Robert Elias and Jennifer Turpin, editors
Paperback: $22.50
ISBN: 978-1-55587-488-9
With the development of the atomic bomb, Albert Einstein remarked that everything had changed except our thinking about the world. Einstein and Bertrand Russell warned us that "we have to learn to think in a new way. . . . shall we put an end to the human race; or shall we renounce war?"

Unfortunately, we are facing the end of this century still in the midst of wars of various motivations. In response, the editors of Rethinking Peace have compiled a collection of essays designed to encourage readers to think differently about the world and the prospects for peace. Based on rigorous scholarly work, these essays nevertheless have been written to be read by students—to make important points in a short space, and in plain English.

With an emphasis on new thinking and positive strategies for developing a more peaceful world, the authors explore why conventional politics and generations of peace movements have not quelled our fascination with militarism; how we got to where we are now; the kind of thinking that keeps leading us to war; and how we can fundamentally change our thinking so that a peaceful future is more than simply a pipedream.

The forty-five articles—fresh, timely, diverse, and controversial—are sure to provoke meaningful discussion and debate.
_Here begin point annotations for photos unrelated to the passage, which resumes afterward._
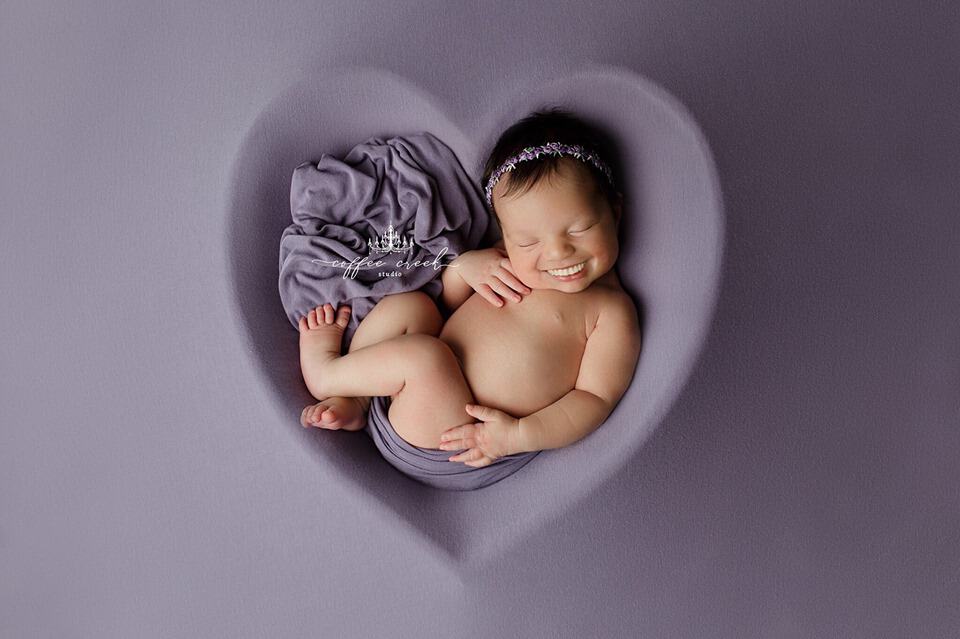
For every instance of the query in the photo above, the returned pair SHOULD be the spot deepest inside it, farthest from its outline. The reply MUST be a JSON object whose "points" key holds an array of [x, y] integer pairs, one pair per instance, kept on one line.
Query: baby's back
{"points": [[525, 355]]}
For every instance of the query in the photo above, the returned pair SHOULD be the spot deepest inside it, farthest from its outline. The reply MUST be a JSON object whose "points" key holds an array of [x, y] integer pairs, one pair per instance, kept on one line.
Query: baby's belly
{"points": [[517, 358]]}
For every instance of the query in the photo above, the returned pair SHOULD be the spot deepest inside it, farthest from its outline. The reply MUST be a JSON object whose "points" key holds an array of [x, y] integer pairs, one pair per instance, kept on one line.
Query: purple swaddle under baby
{"points": [[430, 465], [402, 199]]}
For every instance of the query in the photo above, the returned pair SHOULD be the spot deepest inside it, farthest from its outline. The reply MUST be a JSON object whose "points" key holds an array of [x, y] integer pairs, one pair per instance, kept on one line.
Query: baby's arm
{"points": [[455, 290], [606, 370]]}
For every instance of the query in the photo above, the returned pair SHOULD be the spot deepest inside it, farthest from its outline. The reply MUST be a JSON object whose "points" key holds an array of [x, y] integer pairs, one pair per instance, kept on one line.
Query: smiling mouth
{"points": [[570, 270]]}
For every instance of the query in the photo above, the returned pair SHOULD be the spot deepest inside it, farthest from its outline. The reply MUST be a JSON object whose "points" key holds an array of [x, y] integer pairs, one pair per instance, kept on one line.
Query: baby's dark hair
{"points": [[550, 124]]}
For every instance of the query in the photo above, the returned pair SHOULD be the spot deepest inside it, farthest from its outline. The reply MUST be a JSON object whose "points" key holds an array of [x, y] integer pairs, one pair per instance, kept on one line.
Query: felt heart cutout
{"points": [[671, 246]]}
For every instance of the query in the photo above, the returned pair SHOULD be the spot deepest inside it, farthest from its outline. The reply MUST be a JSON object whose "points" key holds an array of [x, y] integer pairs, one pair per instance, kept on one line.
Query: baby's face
{"points": [[563, 221]]}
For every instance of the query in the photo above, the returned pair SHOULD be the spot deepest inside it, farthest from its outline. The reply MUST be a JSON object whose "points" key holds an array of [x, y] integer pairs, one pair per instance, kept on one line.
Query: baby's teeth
{"points": [[567, 271]]}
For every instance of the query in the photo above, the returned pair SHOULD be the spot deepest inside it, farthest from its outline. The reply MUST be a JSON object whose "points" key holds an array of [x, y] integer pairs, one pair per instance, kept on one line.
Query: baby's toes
{"points": [[343, 316], [325, 313]]}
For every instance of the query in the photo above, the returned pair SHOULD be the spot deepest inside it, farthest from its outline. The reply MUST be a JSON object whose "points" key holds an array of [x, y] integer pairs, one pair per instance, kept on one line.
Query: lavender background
{"points": [[804, 483]]}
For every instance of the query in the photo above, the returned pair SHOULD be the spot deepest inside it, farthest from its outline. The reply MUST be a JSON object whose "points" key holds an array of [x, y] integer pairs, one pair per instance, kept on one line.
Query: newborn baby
{"points": [[542, 369]]}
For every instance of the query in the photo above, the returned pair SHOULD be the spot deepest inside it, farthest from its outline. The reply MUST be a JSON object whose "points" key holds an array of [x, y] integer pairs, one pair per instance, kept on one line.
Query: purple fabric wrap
{"points": [[416, 184], [430, 465]]}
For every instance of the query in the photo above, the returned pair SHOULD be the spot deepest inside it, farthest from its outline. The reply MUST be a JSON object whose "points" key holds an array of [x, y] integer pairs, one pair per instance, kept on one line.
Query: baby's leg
{"points": [[419, 371], [393, 315]]}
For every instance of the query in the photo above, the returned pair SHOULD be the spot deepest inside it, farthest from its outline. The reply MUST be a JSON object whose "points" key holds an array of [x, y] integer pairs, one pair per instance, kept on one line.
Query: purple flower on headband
{"points": [[551, 148]]}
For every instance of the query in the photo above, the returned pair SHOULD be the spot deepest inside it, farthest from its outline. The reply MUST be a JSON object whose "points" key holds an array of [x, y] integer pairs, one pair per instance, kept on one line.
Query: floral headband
{"points": [[550, 148]]}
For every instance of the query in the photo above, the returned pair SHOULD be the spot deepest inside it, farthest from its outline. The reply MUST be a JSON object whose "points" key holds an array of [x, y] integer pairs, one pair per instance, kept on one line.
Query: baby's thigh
{"points": [[398, 314], [433, 397]]}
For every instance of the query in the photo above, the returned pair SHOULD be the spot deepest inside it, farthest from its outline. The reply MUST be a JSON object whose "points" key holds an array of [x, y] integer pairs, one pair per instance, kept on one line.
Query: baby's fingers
{"points": [[510, 278], [505, 290], [487, 293]]}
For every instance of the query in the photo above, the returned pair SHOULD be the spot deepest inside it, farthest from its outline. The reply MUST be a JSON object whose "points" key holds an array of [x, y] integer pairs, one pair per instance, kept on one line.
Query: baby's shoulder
{"points": [[614, 308]]}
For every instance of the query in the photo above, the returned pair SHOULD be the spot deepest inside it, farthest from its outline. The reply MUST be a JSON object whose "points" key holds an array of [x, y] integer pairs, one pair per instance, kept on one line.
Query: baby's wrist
{"points": [[525, 435]]}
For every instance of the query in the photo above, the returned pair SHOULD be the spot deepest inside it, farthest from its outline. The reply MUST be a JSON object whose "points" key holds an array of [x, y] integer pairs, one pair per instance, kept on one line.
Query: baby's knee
{"points": [[422, 314], [430, 353]]}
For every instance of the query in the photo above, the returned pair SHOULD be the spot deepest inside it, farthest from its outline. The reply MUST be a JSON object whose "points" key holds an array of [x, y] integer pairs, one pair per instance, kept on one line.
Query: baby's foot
{"points": [[321, 334], [336, 413]]}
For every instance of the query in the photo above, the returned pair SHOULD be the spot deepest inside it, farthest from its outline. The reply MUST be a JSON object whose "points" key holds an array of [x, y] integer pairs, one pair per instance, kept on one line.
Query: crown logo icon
{"points": [[390, 242]]}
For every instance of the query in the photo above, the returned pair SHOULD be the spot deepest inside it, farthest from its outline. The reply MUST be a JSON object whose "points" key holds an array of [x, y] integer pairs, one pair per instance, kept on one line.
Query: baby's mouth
{"points": [[570, 270]]}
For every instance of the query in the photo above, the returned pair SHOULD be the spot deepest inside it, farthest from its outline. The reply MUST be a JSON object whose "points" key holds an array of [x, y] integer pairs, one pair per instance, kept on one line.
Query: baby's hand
{"points": [[488, 272], [495, 436]]}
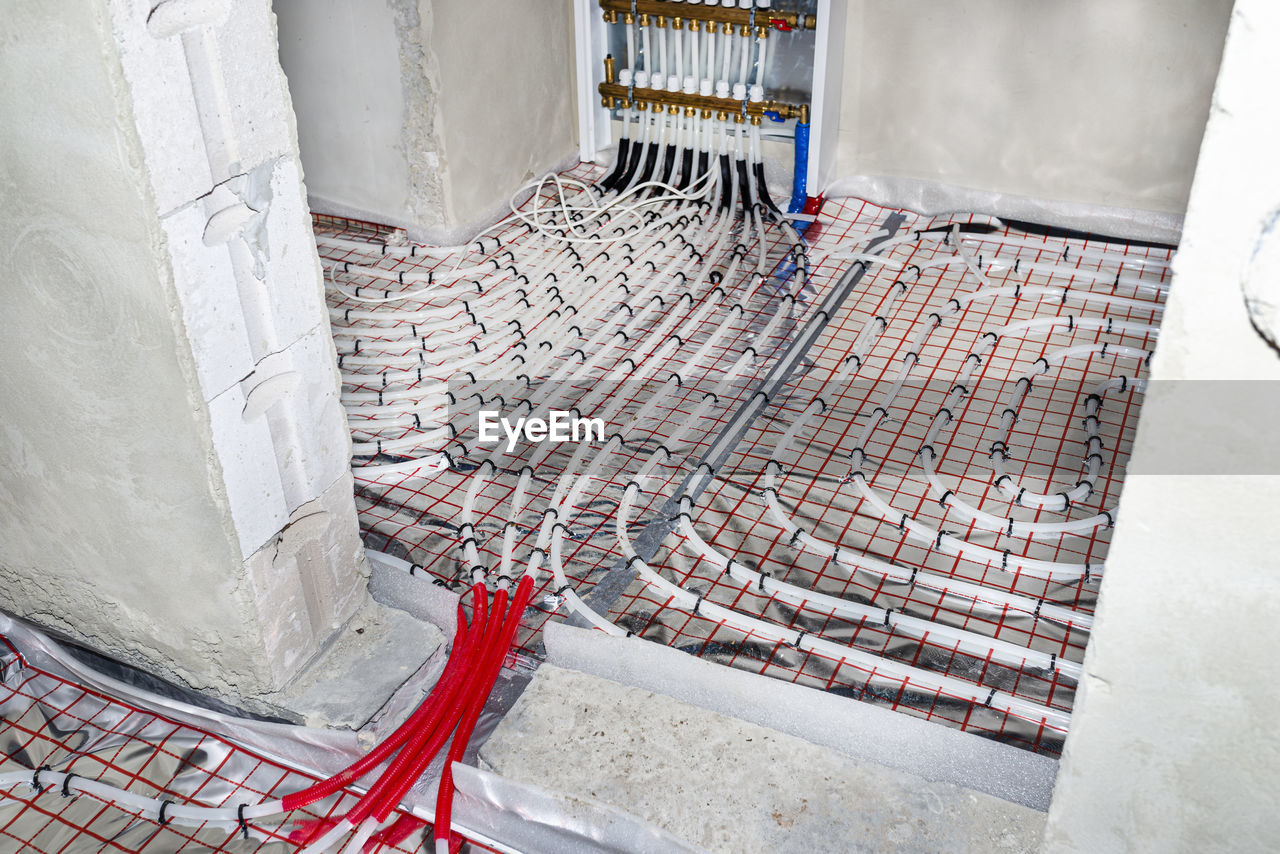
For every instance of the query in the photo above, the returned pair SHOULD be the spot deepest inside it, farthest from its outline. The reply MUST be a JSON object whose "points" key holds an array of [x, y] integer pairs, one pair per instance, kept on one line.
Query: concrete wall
{"points": [[426, 114], [1095, 101], [1173, 743], [173, 459]]}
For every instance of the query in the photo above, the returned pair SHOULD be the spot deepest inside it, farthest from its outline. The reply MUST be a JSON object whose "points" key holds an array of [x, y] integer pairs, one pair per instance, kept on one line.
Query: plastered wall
{"points": [[426, 114], [173, 456], [1173, 743], [1091, 101]]}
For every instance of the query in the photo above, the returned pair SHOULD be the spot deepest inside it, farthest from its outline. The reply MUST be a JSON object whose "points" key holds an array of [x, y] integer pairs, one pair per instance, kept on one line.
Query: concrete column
{"points": [[173, 453], [1173, 744]]}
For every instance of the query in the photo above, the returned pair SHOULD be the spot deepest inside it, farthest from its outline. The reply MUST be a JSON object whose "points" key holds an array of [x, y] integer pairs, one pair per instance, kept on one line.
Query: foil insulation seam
{"points": [[414, 516]]}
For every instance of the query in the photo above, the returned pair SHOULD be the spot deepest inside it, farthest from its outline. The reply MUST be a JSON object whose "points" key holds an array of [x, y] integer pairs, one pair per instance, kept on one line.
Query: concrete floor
{"points": [[735, 786]]}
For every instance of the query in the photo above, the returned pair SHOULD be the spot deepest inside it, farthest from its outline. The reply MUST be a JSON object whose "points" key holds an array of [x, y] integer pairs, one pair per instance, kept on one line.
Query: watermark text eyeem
{"points": [[558, 427]]}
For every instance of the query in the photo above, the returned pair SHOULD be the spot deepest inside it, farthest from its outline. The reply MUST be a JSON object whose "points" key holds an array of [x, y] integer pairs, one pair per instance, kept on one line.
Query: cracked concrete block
{"points": [[173, 452], [210, 87]]}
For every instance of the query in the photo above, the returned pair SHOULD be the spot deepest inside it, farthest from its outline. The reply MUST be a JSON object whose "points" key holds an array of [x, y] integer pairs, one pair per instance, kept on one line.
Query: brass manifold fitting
{"points": [[664, 9], [616, 96]]}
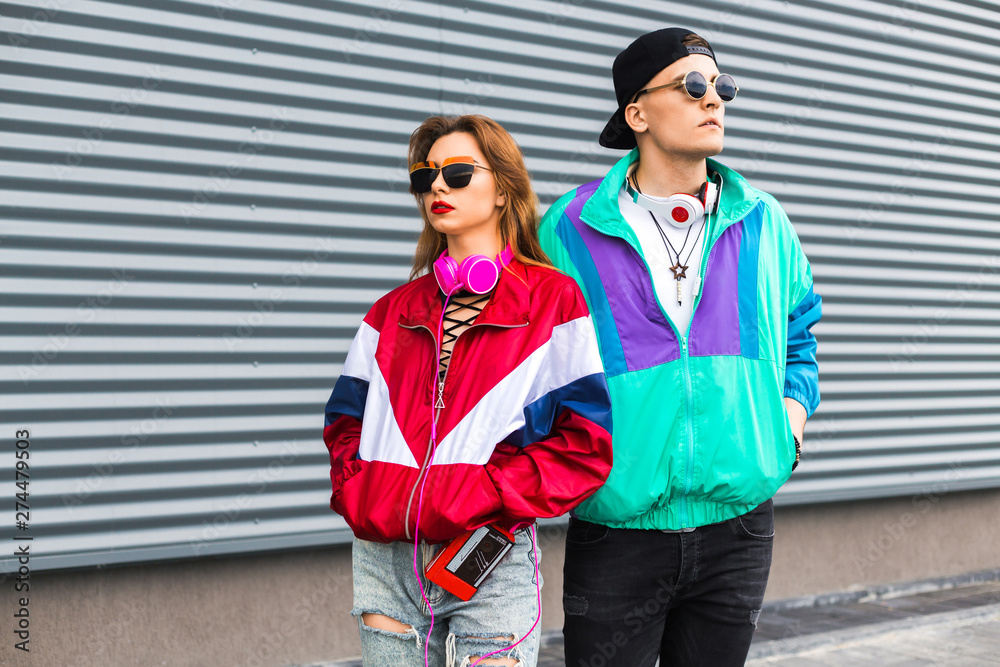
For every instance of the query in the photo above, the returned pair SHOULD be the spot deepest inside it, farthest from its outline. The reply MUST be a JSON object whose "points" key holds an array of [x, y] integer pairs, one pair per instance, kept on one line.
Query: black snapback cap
{"points": [[641, 60]]}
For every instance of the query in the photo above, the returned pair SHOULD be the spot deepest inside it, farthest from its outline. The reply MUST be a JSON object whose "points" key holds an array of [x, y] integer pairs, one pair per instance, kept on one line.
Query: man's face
{"points": [[672, 121]]}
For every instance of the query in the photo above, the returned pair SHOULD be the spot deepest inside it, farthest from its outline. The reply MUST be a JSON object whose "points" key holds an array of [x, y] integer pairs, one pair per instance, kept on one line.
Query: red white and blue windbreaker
{"points": [[525, 431]]}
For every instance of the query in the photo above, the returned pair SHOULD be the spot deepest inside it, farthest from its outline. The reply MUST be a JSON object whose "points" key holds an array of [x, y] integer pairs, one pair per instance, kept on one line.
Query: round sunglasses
{"points": [[457, 172], [696, 85]]}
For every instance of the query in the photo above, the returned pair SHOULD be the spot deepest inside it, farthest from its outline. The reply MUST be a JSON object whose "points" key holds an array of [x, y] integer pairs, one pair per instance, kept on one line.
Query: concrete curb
{"points": [[782, 648]]}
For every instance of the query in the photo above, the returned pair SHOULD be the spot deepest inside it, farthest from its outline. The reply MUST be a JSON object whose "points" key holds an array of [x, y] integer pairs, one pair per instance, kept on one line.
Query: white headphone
{"points": [[681, 209]]}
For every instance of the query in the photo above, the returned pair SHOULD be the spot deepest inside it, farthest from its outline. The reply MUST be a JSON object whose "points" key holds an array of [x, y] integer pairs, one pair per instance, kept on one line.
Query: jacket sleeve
{"points": [[563, 453], [805, 310], [345, 411]]}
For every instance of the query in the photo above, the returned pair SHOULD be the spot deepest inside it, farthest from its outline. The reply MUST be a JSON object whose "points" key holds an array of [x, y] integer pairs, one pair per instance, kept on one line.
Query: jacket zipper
{"points": [[439, 404]]}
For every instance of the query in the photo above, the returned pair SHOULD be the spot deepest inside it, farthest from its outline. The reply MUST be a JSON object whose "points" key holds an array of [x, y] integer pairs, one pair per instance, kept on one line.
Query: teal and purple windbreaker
{"points": [[701, 430]]}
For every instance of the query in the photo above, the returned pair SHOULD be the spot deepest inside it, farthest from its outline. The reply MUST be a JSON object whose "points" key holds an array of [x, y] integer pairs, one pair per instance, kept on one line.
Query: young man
{"points": [[703, 301]]}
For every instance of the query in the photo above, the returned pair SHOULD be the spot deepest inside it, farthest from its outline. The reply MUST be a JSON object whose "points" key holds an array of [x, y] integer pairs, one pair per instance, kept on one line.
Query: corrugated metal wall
{"points": [[200, 200]]}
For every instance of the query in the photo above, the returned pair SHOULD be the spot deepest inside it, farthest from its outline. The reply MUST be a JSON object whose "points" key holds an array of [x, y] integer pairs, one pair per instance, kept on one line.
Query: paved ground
{"points": [[951, 623]]}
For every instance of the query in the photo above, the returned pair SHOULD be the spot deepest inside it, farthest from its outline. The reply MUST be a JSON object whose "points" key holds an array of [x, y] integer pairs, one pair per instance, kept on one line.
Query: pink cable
{"points": [[420, 502], [538, 589]]}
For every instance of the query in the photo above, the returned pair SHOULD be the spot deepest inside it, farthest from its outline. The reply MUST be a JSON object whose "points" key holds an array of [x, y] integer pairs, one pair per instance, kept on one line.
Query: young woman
{"points": [[472, 399]]}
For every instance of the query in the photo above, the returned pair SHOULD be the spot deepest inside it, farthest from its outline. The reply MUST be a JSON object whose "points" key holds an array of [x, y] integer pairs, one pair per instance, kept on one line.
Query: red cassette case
{"points": [[463, 565]]}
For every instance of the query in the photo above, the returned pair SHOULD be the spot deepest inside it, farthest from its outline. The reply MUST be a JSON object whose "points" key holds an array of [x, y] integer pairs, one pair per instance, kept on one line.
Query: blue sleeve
{"points": [[801, 369]]}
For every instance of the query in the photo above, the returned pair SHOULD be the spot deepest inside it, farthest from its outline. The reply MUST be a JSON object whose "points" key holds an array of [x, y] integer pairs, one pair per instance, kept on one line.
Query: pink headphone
{"points": [[477, 273]]}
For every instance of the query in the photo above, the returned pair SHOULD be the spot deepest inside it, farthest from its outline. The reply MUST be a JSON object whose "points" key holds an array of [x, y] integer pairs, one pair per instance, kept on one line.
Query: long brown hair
{"points": [[518, 224]]}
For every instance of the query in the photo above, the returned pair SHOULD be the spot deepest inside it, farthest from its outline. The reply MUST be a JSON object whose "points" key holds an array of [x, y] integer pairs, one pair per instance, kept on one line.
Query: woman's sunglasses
{"points": [[696, 85], [457, 172]]}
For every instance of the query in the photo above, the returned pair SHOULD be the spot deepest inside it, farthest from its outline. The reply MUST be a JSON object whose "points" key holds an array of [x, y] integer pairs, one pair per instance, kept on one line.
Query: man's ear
{"points": [[635, 118]]}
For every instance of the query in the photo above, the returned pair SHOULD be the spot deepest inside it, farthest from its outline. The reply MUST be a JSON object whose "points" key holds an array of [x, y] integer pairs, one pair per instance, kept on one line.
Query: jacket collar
{"points": [[508, 307], [602, 213]]}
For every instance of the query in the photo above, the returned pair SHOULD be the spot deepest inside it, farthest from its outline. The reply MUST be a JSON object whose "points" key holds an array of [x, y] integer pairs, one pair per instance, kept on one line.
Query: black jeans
{"points": [[689, 599]]}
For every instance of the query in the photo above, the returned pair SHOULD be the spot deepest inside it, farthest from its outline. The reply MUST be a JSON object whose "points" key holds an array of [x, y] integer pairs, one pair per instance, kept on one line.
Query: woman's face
{"points": [[473, 210]]}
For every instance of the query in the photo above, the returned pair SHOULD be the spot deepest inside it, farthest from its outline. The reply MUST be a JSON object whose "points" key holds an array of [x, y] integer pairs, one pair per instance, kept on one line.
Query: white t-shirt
{"points": [[660, 259]]}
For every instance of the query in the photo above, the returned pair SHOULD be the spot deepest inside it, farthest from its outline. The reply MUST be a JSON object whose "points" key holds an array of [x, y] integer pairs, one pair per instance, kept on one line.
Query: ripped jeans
{"points": [[688, 599], [506, 605]]}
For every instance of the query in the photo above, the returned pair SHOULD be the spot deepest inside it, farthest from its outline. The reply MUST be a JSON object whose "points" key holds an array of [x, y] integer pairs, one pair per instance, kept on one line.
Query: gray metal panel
{"points": [[200, 200]]}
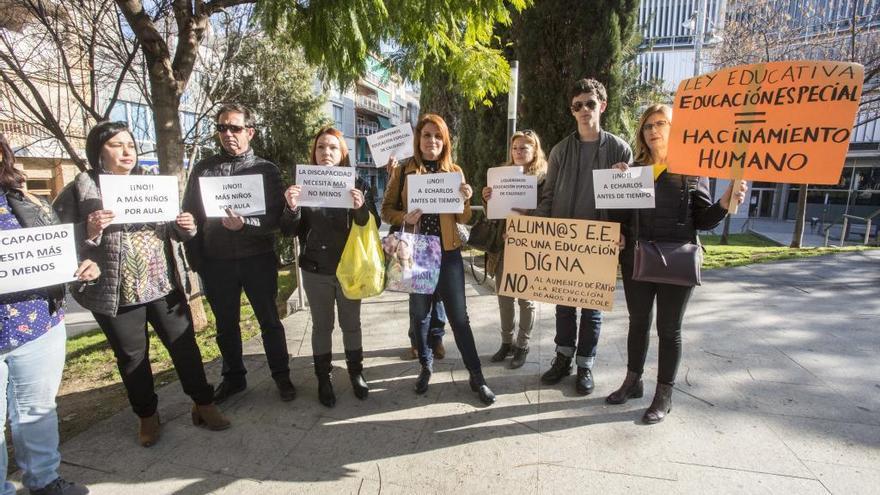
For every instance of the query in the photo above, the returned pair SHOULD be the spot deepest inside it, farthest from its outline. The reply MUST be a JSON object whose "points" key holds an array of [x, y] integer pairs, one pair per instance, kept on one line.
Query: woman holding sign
{"points": [[525, 152], [144, 281], [322, 234], [434, 155], [682, 207], [32, 338]]}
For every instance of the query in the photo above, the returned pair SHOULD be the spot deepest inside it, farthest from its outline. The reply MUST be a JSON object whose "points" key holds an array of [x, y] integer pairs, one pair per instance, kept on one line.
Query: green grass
{"points": [[90, 359], [747, 249]]}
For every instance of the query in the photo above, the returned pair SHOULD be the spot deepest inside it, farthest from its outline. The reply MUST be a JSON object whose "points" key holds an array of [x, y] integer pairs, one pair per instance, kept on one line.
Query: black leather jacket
{"points": [[30, 214], [258, 235], [323, 232]]}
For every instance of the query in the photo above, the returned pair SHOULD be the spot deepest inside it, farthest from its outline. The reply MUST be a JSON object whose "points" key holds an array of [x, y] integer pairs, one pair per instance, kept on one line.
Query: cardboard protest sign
{"points": [[775, 122], [327, 187], [141, 198], [561, 261], [37, 257], [631, 189], [434, 193], [243, 194], [510, 189], [396, 142]]}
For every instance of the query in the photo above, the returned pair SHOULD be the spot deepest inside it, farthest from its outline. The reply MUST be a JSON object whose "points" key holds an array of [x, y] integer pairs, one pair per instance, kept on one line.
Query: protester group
{"points": [[137, 274]]}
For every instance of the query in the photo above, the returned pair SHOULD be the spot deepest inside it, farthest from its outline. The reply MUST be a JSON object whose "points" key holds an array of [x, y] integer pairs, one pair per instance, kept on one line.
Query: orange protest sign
{"points": [[775, 122], [561, 261]]}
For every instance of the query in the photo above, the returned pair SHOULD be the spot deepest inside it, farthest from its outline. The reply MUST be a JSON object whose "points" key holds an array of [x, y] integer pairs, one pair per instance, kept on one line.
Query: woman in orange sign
{"points": [[682, 207]]}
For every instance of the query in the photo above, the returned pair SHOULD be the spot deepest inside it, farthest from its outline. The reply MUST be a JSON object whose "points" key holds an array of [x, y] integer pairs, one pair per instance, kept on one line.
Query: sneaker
{"points": [[60, 486]]}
Robert Elias is professor of politics and chair of the Peace and Justice Studies and Legal Studies programs at the University of San Francisco. He is the author of Victims of the System, coeditor of The Peace Resource Book, and coauthor (with Jennifer Turpin) of Americans At Home Abroad. He is also editor of the journal Peace Review. Jennifer Turpin is associate professor of sociology and chair of Women's Studies at the University of San Francisco. In addition to Americans At Home Abroad, her publications include Reinventing the Soviet Self and The Web of Violence: From Interpersonal to Global (coedited).